Okazuje się, że kierowca nie zareagował na ten przykry incydent, i nie wykazał nawet odrobiny chęci pomocy ani zainteresowania. Zapytał tylko czy nic się nie stało.
- Kierujący nie zatrzymał się, abym mogła bezpiecznie podnieść wózek z dzieckiem, tylko jechał dalej. Pomógł mi inny pasażer. Byłam przerażona całą tą sytuacją, bo do tragedii było dosłownie o krok - mówi kobieta.
Bohaterka tej nieszczęśliwej sytuacji oraz jej dziecko, na szczęście nie odnieśli dużej szkody.
O komentarz poprosiliśmy jednak MPK Świdnica.

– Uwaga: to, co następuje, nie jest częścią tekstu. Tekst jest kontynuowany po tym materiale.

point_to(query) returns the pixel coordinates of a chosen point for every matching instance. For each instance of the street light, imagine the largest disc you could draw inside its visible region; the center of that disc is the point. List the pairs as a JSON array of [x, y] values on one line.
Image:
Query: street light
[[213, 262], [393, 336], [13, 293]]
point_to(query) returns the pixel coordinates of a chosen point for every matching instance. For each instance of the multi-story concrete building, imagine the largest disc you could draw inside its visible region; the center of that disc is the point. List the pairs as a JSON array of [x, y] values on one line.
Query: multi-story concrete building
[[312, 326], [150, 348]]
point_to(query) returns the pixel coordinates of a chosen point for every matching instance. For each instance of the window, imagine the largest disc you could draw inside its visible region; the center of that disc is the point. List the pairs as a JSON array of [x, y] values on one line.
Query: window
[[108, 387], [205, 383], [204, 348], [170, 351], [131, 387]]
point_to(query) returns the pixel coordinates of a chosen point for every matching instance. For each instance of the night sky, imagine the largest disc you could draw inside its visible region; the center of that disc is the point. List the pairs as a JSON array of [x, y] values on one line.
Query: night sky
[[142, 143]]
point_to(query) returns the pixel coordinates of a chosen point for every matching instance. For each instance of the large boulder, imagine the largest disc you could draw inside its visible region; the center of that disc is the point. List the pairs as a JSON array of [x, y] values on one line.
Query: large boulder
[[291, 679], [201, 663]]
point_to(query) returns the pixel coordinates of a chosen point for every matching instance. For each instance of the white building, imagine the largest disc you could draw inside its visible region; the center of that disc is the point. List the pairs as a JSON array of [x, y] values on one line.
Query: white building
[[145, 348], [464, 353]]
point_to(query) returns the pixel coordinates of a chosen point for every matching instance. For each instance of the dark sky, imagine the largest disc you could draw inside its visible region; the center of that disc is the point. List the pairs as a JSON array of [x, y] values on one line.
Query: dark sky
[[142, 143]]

- Wpłynęła do nas skarga męża pasażerki. Informujemy, że w sprawie tej przeprowadzono dogłębne postępowanie wyjaśniające. Przeprowadzono rozmowę dyscyplinującą z kierowcą gdzie upomniano i pouczono go o dostosowaniu prędkości do ukształtowania terenu i warunków panujących na drodze. Kierowca w swoim pisemnym wyjaśnieniu podkreślił, że jest mu z tego powodu bardzo przykro i rozumie niepokój rodziców. W miejscu zdarzenia poruszała się z prędkością 13 km/h a na wyjeździe 19 km/h. Jednocześnie przepraszamy za przykrość jaka państwa spotkała i żywimy nadzieję, że więcej do takich zdarzeń nie będzie dochodzić - mówi Tomasz Kurzawa, prezes zarządu MPK.